Vom eisenländischen General Brangsward sind die Worte überliefert:
"Es ist einfacher, eine schwarze Katze im Dunkeln zu fangen, als
eines dieser Weiber im Wald". Ähnliches, wenn auch etwas blumiger,
ist von Karawanenhändlern des Kalifats zu hören, wenn eine kleine
Gruppe Nibieskerinnen wieder einen Warenzug überfallen und geplündert
hat.
Bevorzugte Waffen aller Amazonen sind Stichwaffen und Kurzbögen.
Der Hinterhältigkeit ihrer Überfälle steht der Edelsinn
gegenüber, hat der Kampf erst einmal begonnen. Amazonen töten
niemals Unbewaffnete, oder Feinde, die sich ergeben haben. Auch fangen
sie bei Raubüberfällen das Töten erst an, wenn die Beraubten
sich mit der Waffe zur Wehr setzen wollen.
Handel
Untereinander treiben die
Amazonenstämme regen, wenn auch meist unregelmäßigen,
Tauschhandel.
Weder Ackerbau noch Viehzucht wird
von diesem Volk ausgeübt. Lediglich einfachere Handwerke, die neben
der Aufgabe als Kriegerin ausgeübt werden können, sind bei den
Amazonen verbreitet. Was sie benötigen, erbeuten sich die Frauen,
wenn sie es durch Handel nicht erlangen können. So sind in allen
Gegenden, in denen Amazonen leben, ihre räuberischen Streifzüge
berüchtigt.
Die
verschiedenen Völker
1. Der Weiberwald
"Die Amazonen vom Weiberwald"
wird jenes Volk genannt, das seine Wanderung zuerst beendet und sich südlich
des Dreibergs niederließ. Die Frauen selber nennen sich einfach
Amazonen und sehen keinen Unterschied zu ihren südlichen oder östlichen
Schwestern.
Die Stämme leben als Nomadinnen sowohl in den riesigen Weiten des
Waldes als auch in den Grasebenen westlich und östlich davon. Südlich
wird ihr Gebiet vom großen Schlangensee und nördlich vom Dreiberg
begrenzt. Dieser befindet sich in der Hand ihrer verhasstesten Feinde,
den Eisenländern.
Die Frauen sind in einfaches Leder gekleidet und sehen ganz und gar wie
Wilde aus. Sie tragen Stiefel oder Ledergamaschen, Lendenschurz und kurze
Schnürwesten aus Leder. Ihr Haar ist zerzaust und die buschigen schwarzen
Brauen scheinen zusammengewachsen. Ihre Wangenknochen sind stark ausgeprägt,
und ihre breiten Lippen umspielt ein grausamer Zug. Sie haben keinen Schmuck,
es sei denn man zählt ihre Lederarmbänder dazu, und die Knochenketten,
die einige Kriegerinnen um den Hals tragen.

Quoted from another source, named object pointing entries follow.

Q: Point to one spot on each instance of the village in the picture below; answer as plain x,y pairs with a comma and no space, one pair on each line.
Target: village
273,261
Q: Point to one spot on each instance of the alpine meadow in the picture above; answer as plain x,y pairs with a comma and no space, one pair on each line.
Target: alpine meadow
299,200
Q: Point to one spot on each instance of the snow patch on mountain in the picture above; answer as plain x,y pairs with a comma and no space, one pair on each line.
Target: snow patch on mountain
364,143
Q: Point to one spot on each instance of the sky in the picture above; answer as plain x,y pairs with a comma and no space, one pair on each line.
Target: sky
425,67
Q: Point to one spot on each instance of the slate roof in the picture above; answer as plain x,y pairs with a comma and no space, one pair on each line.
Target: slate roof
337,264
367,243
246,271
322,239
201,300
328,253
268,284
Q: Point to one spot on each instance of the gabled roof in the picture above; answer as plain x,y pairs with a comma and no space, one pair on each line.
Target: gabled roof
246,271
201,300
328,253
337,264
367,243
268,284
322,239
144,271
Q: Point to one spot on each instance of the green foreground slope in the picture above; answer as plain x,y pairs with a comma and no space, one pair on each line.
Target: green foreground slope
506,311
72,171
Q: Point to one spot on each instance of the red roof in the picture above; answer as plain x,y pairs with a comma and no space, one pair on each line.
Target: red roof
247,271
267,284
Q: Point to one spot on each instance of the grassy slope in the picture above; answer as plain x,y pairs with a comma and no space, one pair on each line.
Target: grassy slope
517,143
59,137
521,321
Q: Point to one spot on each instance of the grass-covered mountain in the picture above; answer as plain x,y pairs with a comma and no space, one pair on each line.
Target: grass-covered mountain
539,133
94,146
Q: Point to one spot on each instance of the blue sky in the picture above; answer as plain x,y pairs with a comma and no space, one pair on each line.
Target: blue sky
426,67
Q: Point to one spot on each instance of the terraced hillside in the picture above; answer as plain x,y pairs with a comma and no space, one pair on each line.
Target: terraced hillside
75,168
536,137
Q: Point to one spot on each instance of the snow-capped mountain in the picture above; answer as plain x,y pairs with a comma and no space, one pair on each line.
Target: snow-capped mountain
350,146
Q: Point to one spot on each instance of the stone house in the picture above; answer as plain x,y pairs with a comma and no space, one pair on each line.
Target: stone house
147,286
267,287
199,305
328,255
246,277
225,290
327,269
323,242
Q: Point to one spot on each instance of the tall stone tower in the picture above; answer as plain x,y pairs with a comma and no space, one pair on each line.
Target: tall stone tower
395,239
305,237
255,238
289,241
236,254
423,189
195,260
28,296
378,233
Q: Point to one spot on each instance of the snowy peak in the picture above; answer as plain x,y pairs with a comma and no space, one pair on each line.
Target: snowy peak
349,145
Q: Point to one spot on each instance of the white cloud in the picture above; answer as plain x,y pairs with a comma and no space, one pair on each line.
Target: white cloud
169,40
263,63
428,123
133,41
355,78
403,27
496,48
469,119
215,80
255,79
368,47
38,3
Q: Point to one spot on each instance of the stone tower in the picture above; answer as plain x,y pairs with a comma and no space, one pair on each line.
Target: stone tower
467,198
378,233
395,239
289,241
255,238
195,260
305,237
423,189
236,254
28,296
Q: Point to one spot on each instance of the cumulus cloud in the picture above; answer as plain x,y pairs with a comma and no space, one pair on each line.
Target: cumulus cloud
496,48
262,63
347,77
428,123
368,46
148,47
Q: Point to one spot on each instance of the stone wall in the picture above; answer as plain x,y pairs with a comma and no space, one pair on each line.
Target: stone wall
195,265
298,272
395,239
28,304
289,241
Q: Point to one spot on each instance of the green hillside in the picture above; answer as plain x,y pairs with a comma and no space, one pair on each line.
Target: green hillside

Bewaffnet sind die Frauen mit Kurzbogen und Jagdspeer, und im Nahkampf
benutzen sie Messer und Keulen. Ihr wertvollster Besitz sind ihre Pferde,
obwohl sie diese niemals als Besitz bezeichnen würden. Und es heisst,
dass die Tiere ihre Herrinnen ganz freiwillig tragen und niemals gezähmt
werden müssen. Sicher ist, dass ihre Pferde wild und schnell und
furchtlos sind, so manchem mächtigen Streitroß ebenbürtig.
Die Amazonen dieses Volkes wohnen in Zelten. Das mild-warme Wetter bereitet
den Frauen auch im Winter keine Sorgen. Sie ernähren sich von dem,
was Wald und wildes Feld hergeben: Beeren, Wurzeln, Obst, Hirse, wilder
Reis. Vor allem aber jagen und fischen sie ihr Essen.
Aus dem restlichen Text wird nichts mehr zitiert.